The algorithm to search center mass of peak
itself is a center mass search formula, where the brightness of a particular
pixel (mi)
was taken instead of the mass, and the pixel index (ri)
was taken instead of the point coordinates. The algorithm for finding the
center mass is presented in Figure 5.
Figure
5: Algorithm for finding the mass center.
Peak search is performed on all non-zero
filtered pixels of the frame. For peak search the user sets parameters such as:
maximum and minimum peak width, peak pixel brightness threshold, maximum peak
brightness, etc.. Immediately after obtaining the average value from the
averaging window, the data is updated. If the brightness of a pixel is zero,
but the pixels before it was not zero, the calculation of the peak center
masses is performed and the obtained peak data is checked with the set
parameters. The first peak satisfying the set parameters is considered suitable
and the algorithm finishes its work. The output of the functional block
receives data on the peak position and size.
When implementing the peak search algorithm,
it is necessary to compare the current peak value with the set parameters, this
is done using the if operator with a large number of comparisons (i.e. if (a
< b && b == c && ...)). Using the logical AND (&& in
C++) in one if operator in a large number leads to a long critical path, it is
due to the fact that in C++ when using the && operator it is guaranteed
that the condition to the left of the operator will be checked first and if it
is not true, the second condition will not be checked. When the critical path
increases, the speed of data processing decreases greatly due to the reduced
frequency of the whole controller. In this connection, all operators of logical
AND have been replaced by bitwise AND (&) operators, while calculating bitwise
AND allows to check all conditions at once and only after calculating the
result of bitwise AND.
As a result of the peak search algorithm
development, it was possible to implement an optimized and high-performance
algorithm that produces results almost immediately after a full frame is
acquired. As with the implementation of the filtering algorithm, the
performance of the algorithm is also limited by the speed of data transmission
from the camera.
As a result of algorithms realization, a functional
block of filtering and peak search on video stream was developed. This block
processes the incoming frame with a minimum time of 42 µs, this time includes
the time of receiving the frame. The function block has flexible settings for
filtering and peak search on the frame.
The authors express their gratitude to the management
of the "Lasers and Equipment TM" group of companies for their
assistance in providing material and technical support for conducting
experimental research and modeling the considered process.

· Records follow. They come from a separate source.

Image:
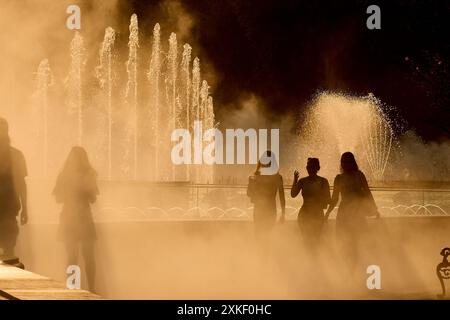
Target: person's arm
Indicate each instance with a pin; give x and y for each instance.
(282, 198)
(326, 192)
(295, 185)
(22, 193)
(367, 193)
(334, 197)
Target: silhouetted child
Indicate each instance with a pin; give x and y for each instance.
(316, 197)
(13, 191)
(76, 188)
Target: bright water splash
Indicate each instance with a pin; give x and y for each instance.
(174, 97)
(74, 82)
(41, 110)
(132, 88)
(104, 73)
(338, 123)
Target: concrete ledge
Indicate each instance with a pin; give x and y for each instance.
(18, 284)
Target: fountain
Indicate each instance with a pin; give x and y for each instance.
(128, 134)
(104, 75)
(40, 110)
(74, 83)
(337, 123)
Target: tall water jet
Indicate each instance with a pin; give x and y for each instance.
(43, 80)
(171, 80)
(74, 82)
(337, 123)
(132, 86)
(153, 75)
(377, 138)
(186, 90)
(195, 107)
(196, 89)
(175, 97)
(105, 78)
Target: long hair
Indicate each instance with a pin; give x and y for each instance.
(348, 163)
(77, 162)
(259, 165)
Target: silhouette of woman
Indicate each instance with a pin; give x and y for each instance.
(316, 197)
(76, 188)
(13, 191)
(356, 204)
(262, 190)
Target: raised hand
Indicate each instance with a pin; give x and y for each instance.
(296, 175)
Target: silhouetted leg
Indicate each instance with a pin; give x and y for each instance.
(90, 265)
(8, 249)
(72, 253)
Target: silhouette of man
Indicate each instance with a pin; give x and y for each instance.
(13, 191)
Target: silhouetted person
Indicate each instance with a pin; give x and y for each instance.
(356, 204)
(76, 188)
(262, 190)
(316, 197)
(13, 191)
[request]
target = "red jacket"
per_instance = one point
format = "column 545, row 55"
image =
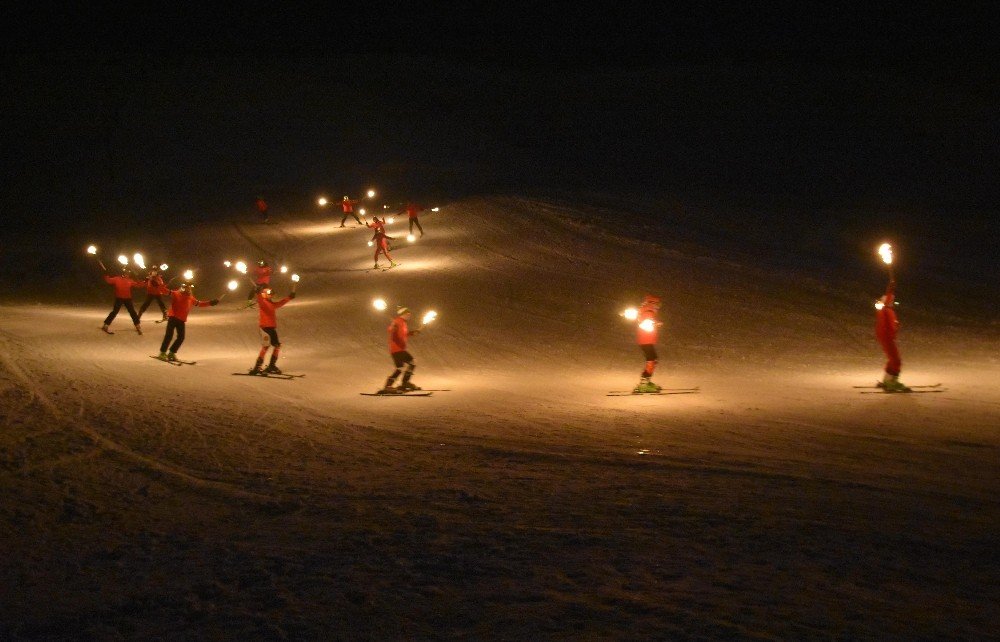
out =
column 155, row 285
column 123, row 285
column 262, row 274
column 646, row 337
column 886, row 323
column 398, row 333
column 266, row 308
column 181, row 302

1. Kondratenko, V.S.; Saprykin, D.L.; Tretyakova, O.N.; Tuzhilin, D.N. Development of the automatic control system of the focus adjustment for the technology of laser micromachining of materials (in Russian) // Instrumentation. 2022. ¹ 4. Ñ.26-31.
2. Camera Link standard [Electronic resource] // Imagelabs URL: https://www.imagelabs.com/wp-content/uploads/2010/10/CameraLink5.pdf (date of address: 07.07.2024)

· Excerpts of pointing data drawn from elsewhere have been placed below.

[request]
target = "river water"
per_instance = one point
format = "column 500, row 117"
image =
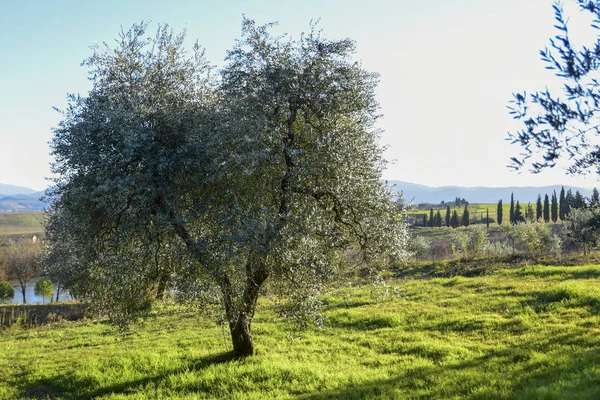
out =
column 31, row 297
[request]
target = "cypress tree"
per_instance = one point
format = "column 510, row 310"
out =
column 518, row 213
column 512, row 209
column 546, row 209
column 561, row 204
column 554, row 207
column 454, row 219
column 595, row 199
column 569, row 202
column 499, row 212
column 579, row 201
column 538, row 208
column 529, row 214
column 465, row 218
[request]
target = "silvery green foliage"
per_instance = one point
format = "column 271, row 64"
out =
column 418, row 247
column 471, row 242
column 583, row 227
column 219, row 183
column 534, row 239
column 556, row 126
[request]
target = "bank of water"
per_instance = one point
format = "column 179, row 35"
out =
column 30, row 295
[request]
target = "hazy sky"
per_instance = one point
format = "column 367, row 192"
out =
column 447, row 67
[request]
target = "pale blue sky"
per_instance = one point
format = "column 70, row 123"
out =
column 447, row 67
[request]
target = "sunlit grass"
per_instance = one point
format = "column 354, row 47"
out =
column 530, row 332
column 21, row 223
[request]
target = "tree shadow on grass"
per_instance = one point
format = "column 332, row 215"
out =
column 70, row 386
column 578, row 378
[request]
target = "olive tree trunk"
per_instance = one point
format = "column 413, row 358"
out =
column 240, row 325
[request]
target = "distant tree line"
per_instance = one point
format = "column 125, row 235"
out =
column 552, row 208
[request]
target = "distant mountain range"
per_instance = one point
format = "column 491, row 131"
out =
column 20, row 199
column 479, row 194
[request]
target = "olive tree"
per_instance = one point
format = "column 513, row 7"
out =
column 219, row 184
column 7, row 292
column 583, row 227
column 44, row 289
column 567, row 126
column 22, row 261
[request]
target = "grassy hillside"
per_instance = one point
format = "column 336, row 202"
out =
column 21, row 223
column 477, row 211
column 531, row 333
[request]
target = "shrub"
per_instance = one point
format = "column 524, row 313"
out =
column 472, row 242
column 7, row 292
column 419, row 247
column 534, row 239
column 44, row 288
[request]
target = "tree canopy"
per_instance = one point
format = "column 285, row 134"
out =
column 215, row 184
column 567, row 126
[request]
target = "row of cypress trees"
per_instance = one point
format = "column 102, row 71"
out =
column 451, row 219
column 551, row 209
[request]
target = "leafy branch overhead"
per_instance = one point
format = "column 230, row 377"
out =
column 567, row 126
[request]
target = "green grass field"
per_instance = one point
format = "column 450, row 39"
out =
column 525, row 333
column 26, row 223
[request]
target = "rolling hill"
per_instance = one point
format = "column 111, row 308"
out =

3. Ryan Kastner, Janarbek Matai, and Stephen Neuendorffer. Parallel Programming for FPGAs [Electronic resource] // Kastner Research Group URL: https://kastner.ucsd.edu/wp-ontent/uploads/2018/03/admin/pp4fpgas.pdf (date of address: 07.07.2024)
4. Orlova Irina Anatolievna, Ustyukov Dmitry Igorevich, Efimov Alexey Igorevich Features of realization of spatial image filters on FPGA // Izvestiya TulSU. Technical Sciences. 2018. ¹2. 195-206.
5. Digital synthesis: a practical course // Antonov A. A., Barabanov A. V., et al. V., Barabanov A., et al. / Edited by A. Y. Romanov, Y. V. Panchul. - Moscow: DMK Press, 2020. 111.